Suffice it to say, if Catchings in her post-playing career is anything like she has been on the court, there will be no stopping her.

"Every program she has touched has been successful," said Chicago's Pokey Chatman, who will coach the Eastern Conference All-Stars. "I get goose bumps talking about her. That's how much respect I have.

"When I first saw her here, I said, 'Finally, I get to coach you and not have to coach against you.' Because she is a nightmare to face. She can play the 2, 3, 4 ... she's going to get the steal or rebound that kills you. And she will make everyone around her better."

Catchings is known as both a great player and great teammate, in part because she relates well to everyone -- veteran or rookie.

"I've always admired her from afar," said the Fever's Marissa Coleman, who is appearing in her first All-Star game. "When I got the opportunity to play in Indiana with her, I was really excited.

"You assume some things about people, but Catch really is what everybody thinks she is. She's a great teammate and a great basketball player. She approaches everything the same, whether it's a practice, shoot-around or a game."

During her career, Catchings has recovered from two of the most difficult injuries basketball players face: a torn ACL and Achilles' tendon. She transformed herself from more of a slasher as a scorer to having a successful face-up shot. She became a confident spokeswoman, for both the WNBA and women's sports in general. And she has always been open to helping other players reach their goals.

Minnesota's Maya Moore, the past season's WNBA MVP, recalls watching as an 8-year-old when Catchings and Tennessee won at the 1998 Final Four. The two faced off in the WNBA Finals in 2012, and they're teammates on the U.S. national team.

"Catch has been such a model player for anyone of any age," said Moore, who will start for the West All-Stars on Saturday. "I remember in high school, I felt connected to her because people said I played like her, as far as how hard I played on both ends. She's always been about playing basketball with a love you can see."

Catchings is still an effective player. She iss averaging 12.8 points and 6.9 rebounds for the Fever, and her career numbers are 16.6 and 7.5. In her 11 playoff appearances with Indiana, her averages have been even a little better -- 16.9 and 9.1. But there's no way to fully measure her energy, which is a constant.

Seattle veteran guard Sue Bird, in her ninth All-Star game, is a year younger than Catchings. The two have played against each other since Bird was at UConn and Catchings at Tennessee, along with being U.S. teammates.

"It's definitely sentimental. This is my last All-Star. My playing career will be over next year, but hopefully the legacy I leave behind will keep going." Tamika Catchings on life after hoops

What does Bird say is the hardest part of facing Catchings -- and the best part of playing alongside her?

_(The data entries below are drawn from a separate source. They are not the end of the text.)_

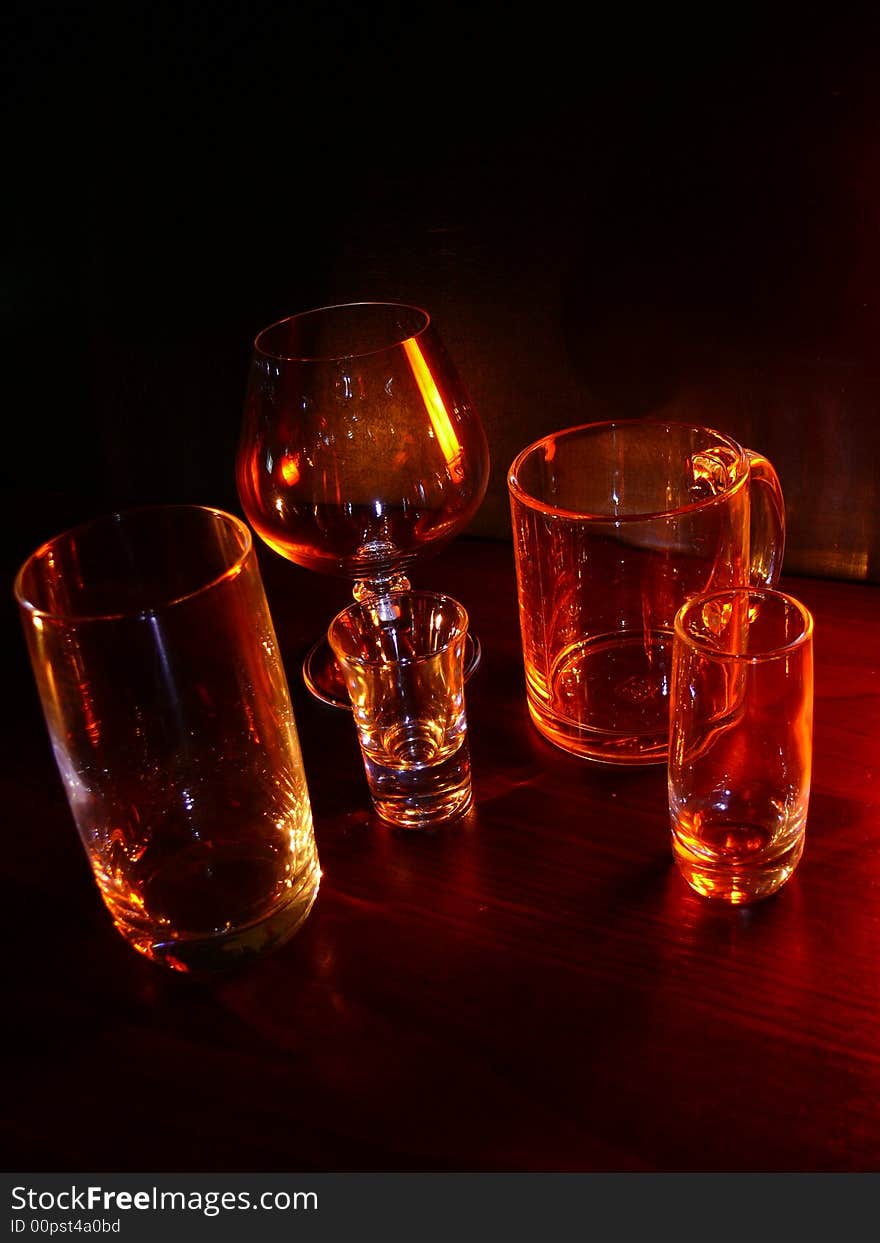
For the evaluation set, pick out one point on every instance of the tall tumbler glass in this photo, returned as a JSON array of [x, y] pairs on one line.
[[615, 525], [741, 741], [172, 726]]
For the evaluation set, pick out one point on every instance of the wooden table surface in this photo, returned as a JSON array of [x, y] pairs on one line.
[[531, 990]]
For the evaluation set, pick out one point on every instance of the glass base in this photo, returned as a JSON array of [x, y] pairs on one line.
[[325, 680]]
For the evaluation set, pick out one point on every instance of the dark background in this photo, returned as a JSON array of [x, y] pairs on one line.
[[608, 214]]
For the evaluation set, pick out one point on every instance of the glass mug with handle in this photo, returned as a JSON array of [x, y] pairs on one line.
[[615, 526]]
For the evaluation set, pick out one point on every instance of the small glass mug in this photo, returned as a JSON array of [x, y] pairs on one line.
[[403, 659], [615, 525], [170, 720], [741, 741]]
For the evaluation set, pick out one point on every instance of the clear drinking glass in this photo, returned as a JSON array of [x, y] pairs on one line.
[[614, 527], [170, 721], [402, 656], [741, 741], [359, 454]]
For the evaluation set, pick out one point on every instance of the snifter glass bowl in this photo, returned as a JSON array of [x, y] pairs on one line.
[[359, 453]]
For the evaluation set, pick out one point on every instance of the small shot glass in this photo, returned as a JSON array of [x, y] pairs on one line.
[[741, 741], [402, 656]]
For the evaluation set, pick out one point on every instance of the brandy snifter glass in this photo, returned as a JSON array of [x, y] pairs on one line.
[[359, 453]]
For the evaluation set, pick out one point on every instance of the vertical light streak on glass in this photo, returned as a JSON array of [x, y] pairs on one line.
[[436, 410]]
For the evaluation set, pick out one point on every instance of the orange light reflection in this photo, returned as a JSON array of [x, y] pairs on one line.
[[436, 410]]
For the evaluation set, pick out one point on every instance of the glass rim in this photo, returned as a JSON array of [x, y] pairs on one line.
[[745, 658], [418, 593], [117, 516], [518, 492], [292, 357]]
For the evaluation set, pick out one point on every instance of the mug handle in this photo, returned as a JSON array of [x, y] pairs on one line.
[[767, 507]]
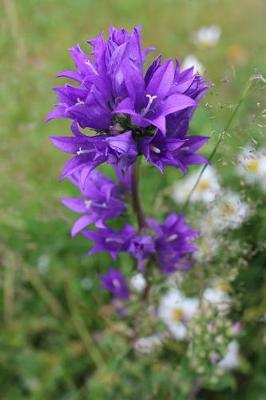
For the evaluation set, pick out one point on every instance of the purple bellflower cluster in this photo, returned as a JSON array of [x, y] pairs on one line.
[[120, 111]]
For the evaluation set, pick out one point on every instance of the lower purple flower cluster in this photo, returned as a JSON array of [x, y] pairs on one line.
[[168, 244], [133, 113]]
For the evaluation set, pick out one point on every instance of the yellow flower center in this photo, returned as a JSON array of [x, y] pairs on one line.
[[203, 185], [229, 210], [253, 166], [222, 286], [177, 314]]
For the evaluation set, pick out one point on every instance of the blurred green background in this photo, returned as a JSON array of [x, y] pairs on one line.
[[50, 296]]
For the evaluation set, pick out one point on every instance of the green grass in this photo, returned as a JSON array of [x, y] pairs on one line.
[[47, 343]]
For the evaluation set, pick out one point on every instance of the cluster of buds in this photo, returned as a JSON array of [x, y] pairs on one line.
[[133, 112]]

"It's the same thing, either way -- it's that she never stops," Bird said. "She's a mismatch, no matter who you put on her. You can do a laundry list of what she can do on the court. But more than anything, above all, she never stops.

"I've played against her when the game should be over, and somehow she makes these incredible hustle plays to get her team back in it. And with USA Basketball, like anytime we do a rebounding drill or whatever, I'm like, 'Please, I hope Catch is on my team' because she's just going to make it happen."

The time will come, though, when Catchings will stop -- playing basketball, that is. She has put a date on it. She announced it. She is preparing for it.

"It's definitely sentimental. This is my last All-Star," Catchings said. "My playing career will be over next year, but hopefully the legacy I leave behind will keep going. And I'll keep going.

"I will say this: I think what I've been able to do as a player is still nothing compared to what I can do in a lot of other areas in the future. And I'm excited about that."